Rodman & Renshaw, LLC, a subsidiary of Rodman & Renshaw Capital Group, Inc. (NASDAQ:RODM), acted as the lead placement agent for the transaction.
This press release shall not constitute an offer to sell or the solicitation of an offer to buy securities. The securities offered and sold in the private placement have not been registered under the Securities Act of 1933, as amended, or any state securities laws, and may not be offered or sold in the United States absent registration, or an applicable exemption from registration under the Securities Act and applicable state securities laws. The offering is expected to close by June 24, 2011, subject to customary closing conditions.
About OncoSec Medical Inc.
Oncosec Medical (OTCBB: ONCS) develops novel ElectroOncology therapies that combine its proprietary electroporation delivery technology with a chemotherapeutic or novel DNA-based immunotherapeutics. Targeted local delivery of these agents is designed to achieve selective destruction of cancerous tumors while sparing healthy normal tissue, resulting in improved functional, cosmetic and quality of life outcomes. These therapies have achieved validating safety and efficacy data in early and late stage clinical studies of over 400 cancer patients. OncoSec’s clinical programs include three Phase II clinical trials. More information is available at www.oncosec.com.

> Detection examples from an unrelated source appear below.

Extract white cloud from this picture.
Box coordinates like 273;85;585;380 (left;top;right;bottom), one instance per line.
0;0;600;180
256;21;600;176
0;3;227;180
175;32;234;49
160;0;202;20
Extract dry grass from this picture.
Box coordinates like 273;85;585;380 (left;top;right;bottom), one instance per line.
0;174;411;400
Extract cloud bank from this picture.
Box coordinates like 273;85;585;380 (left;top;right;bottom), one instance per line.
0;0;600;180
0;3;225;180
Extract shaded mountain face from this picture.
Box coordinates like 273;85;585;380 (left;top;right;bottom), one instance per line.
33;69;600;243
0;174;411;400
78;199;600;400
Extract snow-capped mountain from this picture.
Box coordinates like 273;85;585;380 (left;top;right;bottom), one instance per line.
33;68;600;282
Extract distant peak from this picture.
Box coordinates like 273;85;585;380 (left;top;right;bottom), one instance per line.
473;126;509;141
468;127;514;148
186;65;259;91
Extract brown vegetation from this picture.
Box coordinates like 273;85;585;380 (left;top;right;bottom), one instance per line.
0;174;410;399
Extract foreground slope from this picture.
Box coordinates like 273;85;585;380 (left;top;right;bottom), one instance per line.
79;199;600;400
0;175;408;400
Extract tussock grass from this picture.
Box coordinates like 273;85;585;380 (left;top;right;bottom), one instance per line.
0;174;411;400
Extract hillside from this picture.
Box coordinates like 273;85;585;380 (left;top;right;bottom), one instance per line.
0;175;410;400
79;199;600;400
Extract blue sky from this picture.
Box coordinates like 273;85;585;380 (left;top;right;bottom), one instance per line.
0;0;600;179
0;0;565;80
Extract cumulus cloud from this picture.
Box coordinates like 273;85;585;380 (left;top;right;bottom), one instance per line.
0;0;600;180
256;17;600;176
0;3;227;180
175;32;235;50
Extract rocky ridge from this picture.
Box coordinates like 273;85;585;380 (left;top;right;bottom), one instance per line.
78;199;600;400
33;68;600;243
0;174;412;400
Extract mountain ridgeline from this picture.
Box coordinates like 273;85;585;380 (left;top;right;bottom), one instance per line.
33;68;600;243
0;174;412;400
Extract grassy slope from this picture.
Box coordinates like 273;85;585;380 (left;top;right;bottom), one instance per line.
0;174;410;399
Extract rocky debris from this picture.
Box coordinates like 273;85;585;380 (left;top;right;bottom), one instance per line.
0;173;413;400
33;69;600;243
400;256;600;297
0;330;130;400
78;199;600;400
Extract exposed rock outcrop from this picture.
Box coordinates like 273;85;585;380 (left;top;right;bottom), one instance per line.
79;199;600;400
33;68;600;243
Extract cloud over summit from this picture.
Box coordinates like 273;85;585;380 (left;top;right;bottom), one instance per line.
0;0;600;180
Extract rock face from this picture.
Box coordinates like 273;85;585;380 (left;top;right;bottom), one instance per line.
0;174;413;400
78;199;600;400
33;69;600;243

This press release contains forward looking statements within the meaning of the U.S. Private Securities Litigation Reform Act of 1995. Any statements in this release that are not historical facts may be considered such “forward looking statements.” Forward looking statements are based on management’s current preliminary expectations and are subject to risks and uncertainties which may cause our results to differ materially and adversely from the statements contained herein. Some of the potential risks and uncertainties that could cause actual results to differ from those predicted include, without limitation, the satisfaction of the closing conditions and our dependence on the investors’ commitments to fulfill their obligations in connection with our private placement financing, our ability to acquire, develop or commercialize new products, uncertainties inherent in pre-clinical studies and clinical trials, unexpected new data, safety and technical issues, competition and market conditions. These and additional risks and uncertainties are more fully described in OncoSec’s filings with the Securities and Exchange Commission. Undue reliance should not be placed on forward looking statements which speak only as of the date they are made. OncoSec disclaims any obligation to update any forward looking statements to reflect new information, events or circumstances after the date they are made, or to reflect the occurrence of unanticipated events.